Encyclopaedie van Nederlandsch West-Indië

Herman Daniël Benjamins, Joh. F. Snelleman, Martinus Nijhoff, E.J. Brill (1914-1917)

Gepubliceerd op 25-04-2022

Kaas

betekenis & definitie

De in de koloniën gebruikte kaas wordt nagenoeg uitsluitend uit Nederland ingevoerd, in den regel in kistjes. De waarde van den invoer bedroeg voor Suriname in 1911 ƒ93024, in 1912 ƒ91857 en in 1913 ƒ90.099, voor de kolonie Curaçao in 1911 ƒ24490, in 1912 ƒ38975. en in 1913 ƒ43760.

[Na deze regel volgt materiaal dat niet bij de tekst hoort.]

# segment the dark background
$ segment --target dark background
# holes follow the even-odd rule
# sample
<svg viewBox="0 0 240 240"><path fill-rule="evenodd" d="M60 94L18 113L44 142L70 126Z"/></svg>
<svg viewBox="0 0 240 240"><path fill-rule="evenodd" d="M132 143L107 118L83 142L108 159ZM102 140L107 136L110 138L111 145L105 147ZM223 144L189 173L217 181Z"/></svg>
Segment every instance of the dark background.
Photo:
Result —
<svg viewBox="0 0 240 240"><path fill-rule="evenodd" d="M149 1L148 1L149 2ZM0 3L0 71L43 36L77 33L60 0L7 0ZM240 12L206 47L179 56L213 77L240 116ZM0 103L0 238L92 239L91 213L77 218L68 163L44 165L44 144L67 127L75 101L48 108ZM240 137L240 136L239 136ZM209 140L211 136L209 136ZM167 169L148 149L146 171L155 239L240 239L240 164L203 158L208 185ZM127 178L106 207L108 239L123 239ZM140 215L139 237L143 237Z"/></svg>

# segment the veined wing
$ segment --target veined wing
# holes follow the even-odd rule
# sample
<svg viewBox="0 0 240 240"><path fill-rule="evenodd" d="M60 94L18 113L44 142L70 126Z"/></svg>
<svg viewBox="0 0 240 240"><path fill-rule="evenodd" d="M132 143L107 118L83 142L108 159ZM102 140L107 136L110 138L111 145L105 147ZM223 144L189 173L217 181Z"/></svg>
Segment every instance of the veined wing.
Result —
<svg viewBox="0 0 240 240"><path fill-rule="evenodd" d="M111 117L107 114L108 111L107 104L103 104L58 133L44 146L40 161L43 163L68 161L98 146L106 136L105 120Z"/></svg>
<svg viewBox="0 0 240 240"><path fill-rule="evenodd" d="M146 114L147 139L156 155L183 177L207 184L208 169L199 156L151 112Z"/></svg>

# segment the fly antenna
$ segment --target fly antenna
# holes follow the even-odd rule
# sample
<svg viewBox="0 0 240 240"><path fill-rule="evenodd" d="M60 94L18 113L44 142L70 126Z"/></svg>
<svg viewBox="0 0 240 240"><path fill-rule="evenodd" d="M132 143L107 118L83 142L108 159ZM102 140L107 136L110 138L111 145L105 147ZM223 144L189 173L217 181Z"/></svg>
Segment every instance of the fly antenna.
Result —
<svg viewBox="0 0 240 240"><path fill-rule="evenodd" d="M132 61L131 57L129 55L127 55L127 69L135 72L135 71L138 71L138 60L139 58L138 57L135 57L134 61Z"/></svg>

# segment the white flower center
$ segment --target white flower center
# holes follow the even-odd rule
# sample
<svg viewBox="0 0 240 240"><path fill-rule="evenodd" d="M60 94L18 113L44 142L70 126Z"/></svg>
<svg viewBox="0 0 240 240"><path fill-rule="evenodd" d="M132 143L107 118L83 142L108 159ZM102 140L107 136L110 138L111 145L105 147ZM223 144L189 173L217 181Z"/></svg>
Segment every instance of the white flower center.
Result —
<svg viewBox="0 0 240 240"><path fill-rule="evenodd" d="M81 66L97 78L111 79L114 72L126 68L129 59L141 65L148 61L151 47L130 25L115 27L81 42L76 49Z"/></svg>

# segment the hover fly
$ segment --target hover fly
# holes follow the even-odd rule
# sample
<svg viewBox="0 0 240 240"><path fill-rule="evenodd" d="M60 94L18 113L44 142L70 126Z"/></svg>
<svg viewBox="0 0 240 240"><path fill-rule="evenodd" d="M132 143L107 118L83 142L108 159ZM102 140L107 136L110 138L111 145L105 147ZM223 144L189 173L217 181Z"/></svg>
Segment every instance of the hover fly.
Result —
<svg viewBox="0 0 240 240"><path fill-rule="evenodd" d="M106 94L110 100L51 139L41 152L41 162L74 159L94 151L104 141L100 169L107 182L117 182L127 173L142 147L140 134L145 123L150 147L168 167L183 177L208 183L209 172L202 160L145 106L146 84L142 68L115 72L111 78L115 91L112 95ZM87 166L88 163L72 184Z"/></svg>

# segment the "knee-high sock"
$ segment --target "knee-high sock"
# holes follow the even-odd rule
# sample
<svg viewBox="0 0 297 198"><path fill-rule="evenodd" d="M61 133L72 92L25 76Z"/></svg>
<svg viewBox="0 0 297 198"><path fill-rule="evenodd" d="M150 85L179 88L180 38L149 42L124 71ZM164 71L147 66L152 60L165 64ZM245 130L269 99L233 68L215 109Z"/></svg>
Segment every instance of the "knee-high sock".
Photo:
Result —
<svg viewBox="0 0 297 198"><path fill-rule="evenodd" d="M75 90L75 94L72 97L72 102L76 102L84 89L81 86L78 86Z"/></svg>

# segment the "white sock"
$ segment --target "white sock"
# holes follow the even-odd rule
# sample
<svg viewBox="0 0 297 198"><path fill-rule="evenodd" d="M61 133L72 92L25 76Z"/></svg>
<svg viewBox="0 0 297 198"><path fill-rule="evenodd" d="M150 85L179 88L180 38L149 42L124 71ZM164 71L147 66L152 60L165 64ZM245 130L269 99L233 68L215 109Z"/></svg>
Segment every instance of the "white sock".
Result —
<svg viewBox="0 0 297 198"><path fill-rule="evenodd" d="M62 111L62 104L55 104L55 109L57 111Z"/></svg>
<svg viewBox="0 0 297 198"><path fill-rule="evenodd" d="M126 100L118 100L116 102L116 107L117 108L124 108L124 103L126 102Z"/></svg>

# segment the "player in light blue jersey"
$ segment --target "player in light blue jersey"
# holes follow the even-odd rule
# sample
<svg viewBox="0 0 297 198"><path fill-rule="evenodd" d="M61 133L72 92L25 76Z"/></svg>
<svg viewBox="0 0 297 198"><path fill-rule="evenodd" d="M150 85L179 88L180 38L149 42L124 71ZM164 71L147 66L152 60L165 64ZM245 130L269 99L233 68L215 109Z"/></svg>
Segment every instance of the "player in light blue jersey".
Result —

Eertijds werd in Suriname op de meeste plantages voor eigen gebruik een kaassoort gemaakt, zeer goed van smaak, maar die niet kon bewaard worden. Waar men op Curaçao te ver van de hoofdplaats woont om de melk van koeien en geiten daarheen ten verkoop te kunnen brengen, worden er kaasjes (keesjiboericoe, PAP.) van gemaakt in het bijzonder van geitenmelk; met behulp van leb slaat men de kaasstof neer; deze wordt uitgeperst, daarna even in kokend water gebracht, dan gekneed en in vormen gedaan. Na 2 à 3 dagen is het product gereed voor verbruik. Echte kaas is dit niet, daar men, door het koken, de bacteriën die de ontleding tot kaas teweeg zouden moeten brengen, doodt. Twee liters melk zijn noodig voor één kaasje, welk voor 25 cent wordt verkocht. Op St.

Martin is meer dan eens het kaasmaken beproefd maar nooit gelukt, waarschijnlijk omdat de temperatuur te hoog en ijs er niet verkrijgbaar is. (Zie Prof. F.A.F.C. Went, Rapp. omtrent den toestand v. land- en tuinbouw op de Ned. Antillen. 1902, blz. 19 en 45, R.H. Rijkens, Curaçao, Tiel 1907).